FREE Subscription to Dr. Dobb’s Digest: Same Great Content, New Digital Edition
Site Archive (Complete)
High Performance Computing
Email
Print
Reprint

add to:
Del.icio.us
Digg
Google
Furl
Slashdot
Y! MyWeb
Blink
March 18, 2009
CUDA, Supercomputing for the Masses: Part 11

Rob Farber
Revisiting CUDA memory spaces
Rob Farber is a senior scientist at Pacific Northwest National Laboratory. He has worked in massively parallel computing at several national laboratories and as co-founder of several startups. He can be reached at rmfarber@gmail.com.

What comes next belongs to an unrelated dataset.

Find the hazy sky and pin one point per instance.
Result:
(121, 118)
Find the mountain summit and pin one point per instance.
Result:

In CUDA, Supercomputing for the Masses: Part 10 of this article series on CUDA (short for "Compute Unified Device Architecture"), I examined CUDPP, the "CUDA Data Parallel Primitives Library." In this installment, I revisit local and constant memory and introduce the concept of "texture memory."

Optimizing the performance of CUDA applications most often involves optimizing data accesses which includes the appropriate use of the various CUDA memory spaces. Texture memory provides a surprising aggregation of capabilities including the ability to cache global memory (separate from register, global, and shared memory) and dedicated interpolation hardware separate from the thread processors. Texture memory also provides a way to interact with the display capabilities of the GPU. Texture memory is an extensive and evolving topic that will be introduced here and discussed more in a dedicated follow-on article.. Part 4 of this series introduced the CUDA memory model and illustrated the various CUDA memory spaces with the schematic in Figure 1. Each of these memory spaces has certain performance characteristics and restrictions.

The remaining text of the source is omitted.